Interview mit Gesine Schwan zur Migrationspolitik
“Die Stimmungsmache gegen Flüchtlinge in Deutschland bedroht unsere Demokratie und stärkt die AfD“, ist Gesine Schwan, SPD, überzeugt. Sie hat konkrete, praxistaugliche Vorschläge für eine menschliche Migrationspolitik, in der die Interessen der Kommunen und der Geflüchteten berücksichtigt werden. „Abschottung ist eine Scheinlösung“, so die Politikwissenschaftlerin.
Das Interview führte Birgit Stratmann
Frage: Laut Deutschlandtrend der ARD vom 13. Oktober 2023 halten 44 Prozent der Deutschen die Migration für das wichtigste politische Problem. Ist das ein Erfolg der AfD?

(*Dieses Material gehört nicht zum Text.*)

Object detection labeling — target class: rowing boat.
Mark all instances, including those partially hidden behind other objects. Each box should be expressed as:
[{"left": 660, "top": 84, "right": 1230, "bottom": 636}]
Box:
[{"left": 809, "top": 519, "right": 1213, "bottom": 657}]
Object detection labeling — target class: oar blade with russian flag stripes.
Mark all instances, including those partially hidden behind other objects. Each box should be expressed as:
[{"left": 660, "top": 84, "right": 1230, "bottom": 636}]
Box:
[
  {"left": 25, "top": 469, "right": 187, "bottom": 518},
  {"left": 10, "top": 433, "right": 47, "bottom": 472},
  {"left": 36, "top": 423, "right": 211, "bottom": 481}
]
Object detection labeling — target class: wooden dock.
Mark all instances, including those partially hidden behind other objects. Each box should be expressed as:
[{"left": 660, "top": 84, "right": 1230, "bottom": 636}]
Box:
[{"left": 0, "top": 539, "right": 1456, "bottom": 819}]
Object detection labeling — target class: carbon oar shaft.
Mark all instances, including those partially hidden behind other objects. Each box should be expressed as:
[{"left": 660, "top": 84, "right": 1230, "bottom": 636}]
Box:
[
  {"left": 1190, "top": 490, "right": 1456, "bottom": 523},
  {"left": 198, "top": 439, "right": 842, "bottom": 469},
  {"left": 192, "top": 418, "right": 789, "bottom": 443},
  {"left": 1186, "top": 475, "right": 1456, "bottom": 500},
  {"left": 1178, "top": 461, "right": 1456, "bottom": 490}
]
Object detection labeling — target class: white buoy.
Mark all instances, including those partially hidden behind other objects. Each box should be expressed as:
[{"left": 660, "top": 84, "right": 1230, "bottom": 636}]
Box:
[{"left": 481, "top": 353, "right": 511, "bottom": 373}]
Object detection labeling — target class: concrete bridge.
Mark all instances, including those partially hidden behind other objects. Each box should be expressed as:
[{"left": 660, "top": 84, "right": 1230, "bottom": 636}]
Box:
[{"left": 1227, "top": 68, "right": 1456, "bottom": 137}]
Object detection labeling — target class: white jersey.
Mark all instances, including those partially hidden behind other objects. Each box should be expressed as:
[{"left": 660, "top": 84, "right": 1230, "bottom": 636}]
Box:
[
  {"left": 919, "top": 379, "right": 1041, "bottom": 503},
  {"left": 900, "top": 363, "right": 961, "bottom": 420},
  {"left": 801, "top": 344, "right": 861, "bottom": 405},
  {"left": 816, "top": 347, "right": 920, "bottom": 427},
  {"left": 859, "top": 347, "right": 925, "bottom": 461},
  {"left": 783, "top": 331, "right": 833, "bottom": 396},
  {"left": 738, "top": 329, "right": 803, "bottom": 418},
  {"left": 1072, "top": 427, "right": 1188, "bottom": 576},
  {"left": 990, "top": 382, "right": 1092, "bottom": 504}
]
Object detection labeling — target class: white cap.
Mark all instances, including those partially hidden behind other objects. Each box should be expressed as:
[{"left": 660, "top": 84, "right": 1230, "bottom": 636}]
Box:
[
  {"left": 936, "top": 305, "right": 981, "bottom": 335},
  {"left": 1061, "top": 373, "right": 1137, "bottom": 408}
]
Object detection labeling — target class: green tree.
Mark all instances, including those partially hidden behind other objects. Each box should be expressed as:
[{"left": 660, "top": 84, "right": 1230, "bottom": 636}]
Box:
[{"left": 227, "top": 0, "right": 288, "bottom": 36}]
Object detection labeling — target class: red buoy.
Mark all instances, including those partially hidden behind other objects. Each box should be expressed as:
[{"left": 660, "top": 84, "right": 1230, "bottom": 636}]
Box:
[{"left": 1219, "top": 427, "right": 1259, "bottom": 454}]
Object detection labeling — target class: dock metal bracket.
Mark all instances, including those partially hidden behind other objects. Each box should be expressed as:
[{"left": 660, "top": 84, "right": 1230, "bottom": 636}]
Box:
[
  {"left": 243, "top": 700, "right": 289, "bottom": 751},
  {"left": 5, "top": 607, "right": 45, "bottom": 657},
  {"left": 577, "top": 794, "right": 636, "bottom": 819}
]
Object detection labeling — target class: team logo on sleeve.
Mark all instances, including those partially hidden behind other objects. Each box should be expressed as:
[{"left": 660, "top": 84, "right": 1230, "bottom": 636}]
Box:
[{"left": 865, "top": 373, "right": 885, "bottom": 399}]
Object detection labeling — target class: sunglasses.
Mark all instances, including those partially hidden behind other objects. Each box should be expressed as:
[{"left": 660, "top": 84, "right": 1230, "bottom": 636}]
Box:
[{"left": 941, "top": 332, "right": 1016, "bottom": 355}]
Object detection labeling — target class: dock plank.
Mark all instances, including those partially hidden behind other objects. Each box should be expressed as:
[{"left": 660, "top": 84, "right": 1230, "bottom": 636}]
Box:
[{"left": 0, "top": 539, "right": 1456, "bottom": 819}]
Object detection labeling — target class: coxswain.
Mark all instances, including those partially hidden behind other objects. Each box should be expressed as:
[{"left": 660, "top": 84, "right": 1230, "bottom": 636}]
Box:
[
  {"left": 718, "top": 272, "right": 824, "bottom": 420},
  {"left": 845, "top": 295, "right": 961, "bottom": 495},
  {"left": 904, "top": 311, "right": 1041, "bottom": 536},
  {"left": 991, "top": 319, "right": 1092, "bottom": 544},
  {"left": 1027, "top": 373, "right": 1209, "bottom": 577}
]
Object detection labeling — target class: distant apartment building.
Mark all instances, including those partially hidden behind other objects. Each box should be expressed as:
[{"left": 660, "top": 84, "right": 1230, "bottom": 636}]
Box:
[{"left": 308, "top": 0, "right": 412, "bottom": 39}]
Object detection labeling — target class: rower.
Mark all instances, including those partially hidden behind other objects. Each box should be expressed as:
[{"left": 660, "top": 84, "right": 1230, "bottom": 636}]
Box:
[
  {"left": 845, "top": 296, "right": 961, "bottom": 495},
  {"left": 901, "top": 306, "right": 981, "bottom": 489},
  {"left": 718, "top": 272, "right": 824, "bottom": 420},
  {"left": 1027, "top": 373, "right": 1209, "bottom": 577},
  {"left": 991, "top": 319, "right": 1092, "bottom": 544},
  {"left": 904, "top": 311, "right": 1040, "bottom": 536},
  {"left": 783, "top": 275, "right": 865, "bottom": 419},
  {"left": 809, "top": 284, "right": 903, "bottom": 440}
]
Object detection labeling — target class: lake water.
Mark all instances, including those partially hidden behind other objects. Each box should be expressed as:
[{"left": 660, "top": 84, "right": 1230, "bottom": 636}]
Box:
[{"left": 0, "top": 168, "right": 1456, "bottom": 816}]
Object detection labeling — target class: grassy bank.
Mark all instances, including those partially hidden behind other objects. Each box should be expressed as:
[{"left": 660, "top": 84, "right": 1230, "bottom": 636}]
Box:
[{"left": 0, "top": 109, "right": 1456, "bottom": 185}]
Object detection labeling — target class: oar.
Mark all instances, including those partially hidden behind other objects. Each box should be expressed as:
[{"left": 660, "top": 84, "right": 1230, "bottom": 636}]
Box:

Schwan: Ich glaube nicht , dass die Propaganda der AfD dafür verantwortlich ist, sondern die Dynamik, die die AfD mit ihren Wahlerfolgen auslöst. Die Angst der anderen Parteien, Wähler an die AfD zu verlieren, führt dazu, dass sie das Thema Migration über Gebühr betonen, ja dramatisieren. So kann das (falsche) Bild entstehen, das allergrößte Problem auf Erden sei der Zuzug von Flüchtlingen.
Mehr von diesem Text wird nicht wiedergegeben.